Experiment (chi-square) Wrapper scipy.stats.chi2_contingency Pearson, K. (1900). "On the criterion that a given system of deviations from the probable in the case of a correlated system of variables." Philosophical Magazine, 50(302), 157-175.
Experiment (delta method) Original Linearized ratio metric, Welch t-test on linearized values Deng, A., Knoblich, U., & Lu, J. (2018). "Applying the Delta Method in Metric Analytics." KDD '18.
Experiment (bootstrap) Original Vectorized resampling, shifted bootstrap p-value, percentile CI Efron, B. & Tibshirani, R.J. (1993). An Introduction to the Bootstrap. Chapman & Hall.
BayesianExperiment Original Beta-Binomial and Normal-Inverse-Gamma conjugate posteriors, MC inference Berry, D.A. (2006). "Bayesian clinical trials." Nature Reviews Drug Discovery, 5(1), 27-36.
QuantileExperiment Original Bootstrap inference for quantile differences at arbitrary quantiles Efron, B. (1979). "Bootstrap methods: Another look at the jackknife." Annals of Statistics, 7(1), 1-26.
SampleSize (proportion) Hybrid Farrington-Manning formula with pooled/unpooled SE split Farrington, C.P. & Manning, G. (1990). "Test statistics and sample size formulae for comparative binomial trials." Statistics in Medicine, 9(12), 1447-1454.

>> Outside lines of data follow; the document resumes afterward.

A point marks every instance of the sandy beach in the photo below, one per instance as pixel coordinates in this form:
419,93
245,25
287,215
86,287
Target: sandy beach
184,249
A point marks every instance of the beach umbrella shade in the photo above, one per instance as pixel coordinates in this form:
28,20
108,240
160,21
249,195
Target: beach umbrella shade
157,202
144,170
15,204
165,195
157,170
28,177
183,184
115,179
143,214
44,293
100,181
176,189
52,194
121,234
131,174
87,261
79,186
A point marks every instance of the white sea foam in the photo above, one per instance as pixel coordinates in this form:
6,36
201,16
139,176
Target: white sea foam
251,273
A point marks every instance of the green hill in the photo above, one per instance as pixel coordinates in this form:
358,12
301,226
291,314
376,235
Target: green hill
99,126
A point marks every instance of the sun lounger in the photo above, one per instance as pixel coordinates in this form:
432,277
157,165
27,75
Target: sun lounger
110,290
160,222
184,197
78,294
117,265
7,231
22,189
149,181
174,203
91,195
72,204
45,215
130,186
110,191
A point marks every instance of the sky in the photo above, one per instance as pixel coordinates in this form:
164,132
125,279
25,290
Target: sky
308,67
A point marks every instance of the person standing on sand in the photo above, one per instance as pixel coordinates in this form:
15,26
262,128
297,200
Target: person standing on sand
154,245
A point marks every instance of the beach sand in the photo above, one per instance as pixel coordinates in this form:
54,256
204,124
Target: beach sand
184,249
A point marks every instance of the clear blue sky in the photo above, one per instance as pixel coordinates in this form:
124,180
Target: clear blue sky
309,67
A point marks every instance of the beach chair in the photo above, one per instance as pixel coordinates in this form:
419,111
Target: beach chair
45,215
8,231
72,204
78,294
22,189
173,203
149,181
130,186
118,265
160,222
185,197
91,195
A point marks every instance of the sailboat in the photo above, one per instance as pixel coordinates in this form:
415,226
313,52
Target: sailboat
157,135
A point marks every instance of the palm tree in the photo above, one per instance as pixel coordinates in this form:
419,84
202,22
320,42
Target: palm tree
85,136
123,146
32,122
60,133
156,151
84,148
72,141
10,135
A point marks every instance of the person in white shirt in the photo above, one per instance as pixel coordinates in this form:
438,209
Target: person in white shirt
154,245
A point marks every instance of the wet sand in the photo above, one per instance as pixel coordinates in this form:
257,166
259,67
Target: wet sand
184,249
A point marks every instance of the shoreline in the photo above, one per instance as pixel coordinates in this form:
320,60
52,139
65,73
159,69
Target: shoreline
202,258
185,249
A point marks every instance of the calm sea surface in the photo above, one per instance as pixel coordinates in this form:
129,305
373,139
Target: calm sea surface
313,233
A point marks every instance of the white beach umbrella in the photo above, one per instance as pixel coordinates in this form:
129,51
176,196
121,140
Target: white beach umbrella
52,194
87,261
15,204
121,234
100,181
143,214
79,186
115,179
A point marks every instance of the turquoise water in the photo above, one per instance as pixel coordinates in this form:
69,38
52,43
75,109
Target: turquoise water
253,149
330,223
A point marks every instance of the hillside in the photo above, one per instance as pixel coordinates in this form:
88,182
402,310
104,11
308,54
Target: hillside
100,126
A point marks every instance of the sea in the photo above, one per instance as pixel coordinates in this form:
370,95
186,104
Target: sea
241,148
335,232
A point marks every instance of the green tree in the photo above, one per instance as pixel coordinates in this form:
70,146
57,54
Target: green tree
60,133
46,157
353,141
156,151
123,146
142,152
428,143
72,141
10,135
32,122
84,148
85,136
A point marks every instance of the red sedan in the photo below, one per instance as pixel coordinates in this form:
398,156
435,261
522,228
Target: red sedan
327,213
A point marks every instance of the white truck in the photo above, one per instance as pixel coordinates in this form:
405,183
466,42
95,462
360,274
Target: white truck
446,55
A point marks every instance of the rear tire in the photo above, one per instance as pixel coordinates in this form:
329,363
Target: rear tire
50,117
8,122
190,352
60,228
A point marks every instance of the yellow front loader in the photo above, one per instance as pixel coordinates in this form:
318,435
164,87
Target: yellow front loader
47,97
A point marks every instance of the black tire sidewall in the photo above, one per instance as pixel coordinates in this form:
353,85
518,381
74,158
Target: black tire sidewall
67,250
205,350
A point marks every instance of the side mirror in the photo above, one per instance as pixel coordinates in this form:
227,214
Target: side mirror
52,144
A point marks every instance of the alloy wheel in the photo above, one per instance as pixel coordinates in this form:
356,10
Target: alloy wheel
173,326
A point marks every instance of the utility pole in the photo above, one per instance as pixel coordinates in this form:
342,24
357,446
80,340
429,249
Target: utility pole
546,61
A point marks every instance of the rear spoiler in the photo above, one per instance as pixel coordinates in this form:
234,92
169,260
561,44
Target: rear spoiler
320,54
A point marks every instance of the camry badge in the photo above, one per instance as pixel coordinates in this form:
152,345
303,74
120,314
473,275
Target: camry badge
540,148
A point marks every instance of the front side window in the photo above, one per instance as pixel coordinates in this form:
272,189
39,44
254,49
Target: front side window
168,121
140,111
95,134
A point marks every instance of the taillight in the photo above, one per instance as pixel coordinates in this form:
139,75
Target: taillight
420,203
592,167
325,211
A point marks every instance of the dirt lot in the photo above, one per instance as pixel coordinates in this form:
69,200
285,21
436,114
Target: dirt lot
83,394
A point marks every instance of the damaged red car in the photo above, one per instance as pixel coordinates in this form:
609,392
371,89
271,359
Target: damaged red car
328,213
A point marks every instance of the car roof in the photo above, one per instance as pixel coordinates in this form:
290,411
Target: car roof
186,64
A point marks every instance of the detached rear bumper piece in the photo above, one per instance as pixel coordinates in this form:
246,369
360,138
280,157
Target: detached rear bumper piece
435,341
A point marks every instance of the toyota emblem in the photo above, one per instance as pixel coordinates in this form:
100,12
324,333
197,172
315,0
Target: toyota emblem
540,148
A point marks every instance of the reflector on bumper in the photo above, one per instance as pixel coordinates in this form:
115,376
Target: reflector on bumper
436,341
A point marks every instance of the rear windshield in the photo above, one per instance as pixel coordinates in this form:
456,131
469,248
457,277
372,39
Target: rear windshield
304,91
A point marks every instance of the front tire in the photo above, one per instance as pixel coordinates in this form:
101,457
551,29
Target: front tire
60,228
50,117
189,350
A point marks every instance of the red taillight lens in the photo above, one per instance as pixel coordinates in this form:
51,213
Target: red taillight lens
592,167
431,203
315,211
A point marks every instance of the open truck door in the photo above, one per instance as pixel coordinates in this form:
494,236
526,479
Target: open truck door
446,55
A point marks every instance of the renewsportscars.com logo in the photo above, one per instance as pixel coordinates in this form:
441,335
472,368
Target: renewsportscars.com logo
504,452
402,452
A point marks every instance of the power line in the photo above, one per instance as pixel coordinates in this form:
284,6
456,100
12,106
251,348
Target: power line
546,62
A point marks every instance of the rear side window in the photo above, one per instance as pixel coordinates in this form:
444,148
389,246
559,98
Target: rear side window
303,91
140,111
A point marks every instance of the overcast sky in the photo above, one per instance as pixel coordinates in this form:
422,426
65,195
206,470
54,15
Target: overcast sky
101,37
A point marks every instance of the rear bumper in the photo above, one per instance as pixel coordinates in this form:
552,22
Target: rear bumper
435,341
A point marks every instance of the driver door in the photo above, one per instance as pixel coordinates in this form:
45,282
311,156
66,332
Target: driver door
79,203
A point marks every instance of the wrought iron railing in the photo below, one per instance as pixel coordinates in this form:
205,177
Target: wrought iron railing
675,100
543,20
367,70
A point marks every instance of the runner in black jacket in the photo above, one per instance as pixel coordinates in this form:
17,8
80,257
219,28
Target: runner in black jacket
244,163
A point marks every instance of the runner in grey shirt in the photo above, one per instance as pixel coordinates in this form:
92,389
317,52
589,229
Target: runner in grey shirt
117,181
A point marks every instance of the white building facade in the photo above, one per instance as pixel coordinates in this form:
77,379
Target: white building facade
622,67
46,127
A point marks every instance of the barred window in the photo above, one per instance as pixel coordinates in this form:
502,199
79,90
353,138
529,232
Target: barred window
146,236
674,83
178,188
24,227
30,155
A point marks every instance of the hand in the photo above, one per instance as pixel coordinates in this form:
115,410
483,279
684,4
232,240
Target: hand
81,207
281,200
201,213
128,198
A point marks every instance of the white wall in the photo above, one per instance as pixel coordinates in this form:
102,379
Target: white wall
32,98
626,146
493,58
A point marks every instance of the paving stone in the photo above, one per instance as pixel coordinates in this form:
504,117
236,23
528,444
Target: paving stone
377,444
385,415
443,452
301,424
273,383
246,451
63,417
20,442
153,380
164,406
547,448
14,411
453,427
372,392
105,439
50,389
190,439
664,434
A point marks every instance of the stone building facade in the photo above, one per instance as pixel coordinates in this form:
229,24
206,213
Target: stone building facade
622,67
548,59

SampleSize (mean) Hybrid Two-sample t-test power formula Cohen, J. (1988). Statistical Power Analysis for the Behavioral Sciences. 2nd ed. Lawrence Erlbaum.
SampleSize (ratio) Original Delta method variance for ratio metrics Deng, A., Knoblich, U., & Lu, J. (2018). "Applying the Delta Method in Metric Analytics." KDD '18.
SampleSize (MDE inverse) Hybrid Numerical inversion via scipy.optimize.brentq Brent, R.P. (1973). Algorithms for Minimization Without Derivatives. Prentice-Hall.
SRMCheck Wrapper Chi-square goodness-of-fit via scipy.stats.chi2.sf Fabijan, A. et al. (2019). "Diagnosing Sample Ratio Mismatch in Online Controlled Experiments." WWW '19.
MultipleCorrection (BH) Original Step-up procedure with reverse monotonicity enforcement Benjamini, Y. & Hochberg, Y. (1995). "Controlling the false discovery rate." JRSS-B, 57(1), 289-300.
MultipleCorrection (Bonferroni) Original p * n, capped at 1 Bonferroni, C.E. (1936). "Teoria statistica delle classi e calcolo delle probabilita." Pubblicazioni del R Istituto Superiore di Scienze Economiche e Commerciali di Firenze.
MultipleCorrection (Holm) Original Step-down procedure with forward monotonicity enforcement Holm, S. (1979). "A simple sequentially rejective multiple test procedure." Scandinavian Journal of Statistics, 6(2), 65-70.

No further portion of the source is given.